Franklin moved back to Detroit for good in 1982, to a city that had continued to suffer decline and loss of population. An increasingly weakening vehicle industry also played its part, as did a Supreme Court case in 1974 that hobbled school desegregation efforts and had the knock-on effect of encouraging white parents to move out of the city and its majority black school district.

Despite her success, Franklin’s family was not immune to these changes. Her father had been shot and left in a coma by an intruder during a house robbery in 1979. The neighbourhood around his church had become, in Coleman’s words, increasingly economically “challenged”.

The neighbourhood, and Detroit, despite some green shoots, is still “challenged”. In the past 20 years, Detroit has gone through a huge wave of tax foreclosures on buildings, including residential houses. The city’s land bank, an entity created to manage its stock of property, owns about one in five of all houses in Detroit. The area around New Bethel was not spared, though only one in seven properties on the church’s street is owned by the land bank.

At the funeral, the lonesome sound of Stevie Wonder’s harmonica can be heard as he plays The Lord’s Prayer. He gives a short tribute to Franklin, one that can barely be heard above the ambient noise in the petrol station.

“Were it not for God’s goodness, greatness, we would have never known the Queen of Soul; we would have never known the joy that she brought to us we would never have known someone who could express in song the pain we felt,” he purrs.

Wonder then sits down at a piano and, as the first notes of As can be heard, a crowd of Detroiters, some of whom have spent nine hours watching a funeral, rise to their feet and begin to dance. As the back-up singers come in, they smile, shake and sing along.

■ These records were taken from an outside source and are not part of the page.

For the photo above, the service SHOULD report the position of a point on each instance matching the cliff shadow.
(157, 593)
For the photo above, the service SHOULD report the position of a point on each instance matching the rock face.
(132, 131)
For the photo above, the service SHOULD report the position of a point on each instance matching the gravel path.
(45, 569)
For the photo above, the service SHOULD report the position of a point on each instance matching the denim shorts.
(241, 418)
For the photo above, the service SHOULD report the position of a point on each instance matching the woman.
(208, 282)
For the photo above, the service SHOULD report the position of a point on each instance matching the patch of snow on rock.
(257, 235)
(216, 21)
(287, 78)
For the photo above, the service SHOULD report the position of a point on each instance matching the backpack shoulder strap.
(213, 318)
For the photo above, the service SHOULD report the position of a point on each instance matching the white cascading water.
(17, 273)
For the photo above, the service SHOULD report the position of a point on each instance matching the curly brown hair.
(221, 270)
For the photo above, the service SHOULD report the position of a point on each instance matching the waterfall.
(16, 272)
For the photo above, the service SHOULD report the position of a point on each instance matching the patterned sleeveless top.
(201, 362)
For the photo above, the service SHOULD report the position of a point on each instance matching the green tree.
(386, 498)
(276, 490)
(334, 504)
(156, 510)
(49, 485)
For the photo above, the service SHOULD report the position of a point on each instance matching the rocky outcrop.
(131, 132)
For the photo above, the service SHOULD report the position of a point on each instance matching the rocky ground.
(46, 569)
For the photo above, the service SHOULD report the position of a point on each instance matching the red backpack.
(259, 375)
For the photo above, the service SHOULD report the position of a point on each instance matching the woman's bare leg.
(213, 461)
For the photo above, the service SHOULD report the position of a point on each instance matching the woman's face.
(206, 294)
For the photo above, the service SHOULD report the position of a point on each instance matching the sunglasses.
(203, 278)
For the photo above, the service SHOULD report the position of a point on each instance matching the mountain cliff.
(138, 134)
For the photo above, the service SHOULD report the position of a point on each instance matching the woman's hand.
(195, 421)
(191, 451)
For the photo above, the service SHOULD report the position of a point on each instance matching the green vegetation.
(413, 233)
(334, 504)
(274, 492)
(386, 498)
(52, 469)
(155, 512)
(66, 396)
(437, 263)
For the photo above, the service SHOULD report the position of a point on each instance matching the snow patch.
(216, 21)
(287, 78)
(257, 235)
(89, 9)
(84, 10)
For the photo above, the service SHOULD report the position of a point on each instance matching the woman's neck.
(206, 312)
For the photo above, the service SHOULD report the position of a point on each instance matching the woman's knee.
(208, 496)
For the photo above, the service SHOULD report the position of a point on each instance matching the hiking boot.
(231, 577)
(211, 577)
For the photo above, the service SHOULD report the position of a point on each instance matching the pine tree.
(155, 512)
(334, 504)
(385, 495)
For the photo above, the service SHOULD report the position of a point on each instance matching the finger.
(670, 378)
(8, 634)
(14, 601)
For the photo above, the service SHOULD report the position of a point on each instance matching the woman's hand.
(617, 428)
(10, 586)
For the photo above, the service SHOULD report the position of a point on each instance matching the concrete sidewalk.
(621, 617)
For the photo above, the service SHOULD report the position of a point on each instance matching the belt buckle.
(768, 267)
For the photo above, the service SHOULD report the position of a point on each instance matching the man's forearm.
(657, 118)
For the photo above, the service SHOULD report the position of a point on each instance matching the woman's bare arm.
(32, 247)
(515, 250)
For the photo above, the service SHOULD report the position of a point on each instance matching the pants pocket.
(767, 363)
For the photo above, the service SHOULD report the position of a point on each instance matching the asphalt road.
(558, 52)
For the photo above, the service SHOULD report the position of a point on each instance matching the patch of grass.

The petrol pumps, the tarmac, the television, all somehow recede and a petrol station becomes a dance party that’s one part revival, one part family reunion.

The song plays out and the mourners begin to collect their belongings and head home. The man with the “Detroit: Born and Bred” baseball cap packs up his green chair and empties his cooler bag onto the ground. His name is Michael Southern and he has been here since 1:30am.

“Man, this was the best feeling of my life,” he says.

Southern took a bus across town because he wanted to be near the funeral. He went to the public viewing of Franklin lying in repose twice and attended the tribute concert, though he had to ride his bicycle to that.

“I’m 58, so as a young man, you know, I came up with her music. I been to her father’s church. My kid’s mother used to stay … right around the corner there.”

Southern takes off his hat and seems to become aware that it has a graphic of a marijuana leaf.

“I hated that I had that ‘born and bred’ hat. You can see what’s on top. I’m kind of embarrassed by it. But, you know, I was born and bred here.”

He puts his hat back on, shoulders his cooler bag. He continues speaking and his voice cracks with emotion, even while he keeps one eye open for his bus.

“She was like my aunty. She was like my aunty that I never had. I don’t know how you can go no further with that,” says Southern.

“I love her, I love her, I love her and I always will. I miss you, Aretha, and that’s the last I can say.”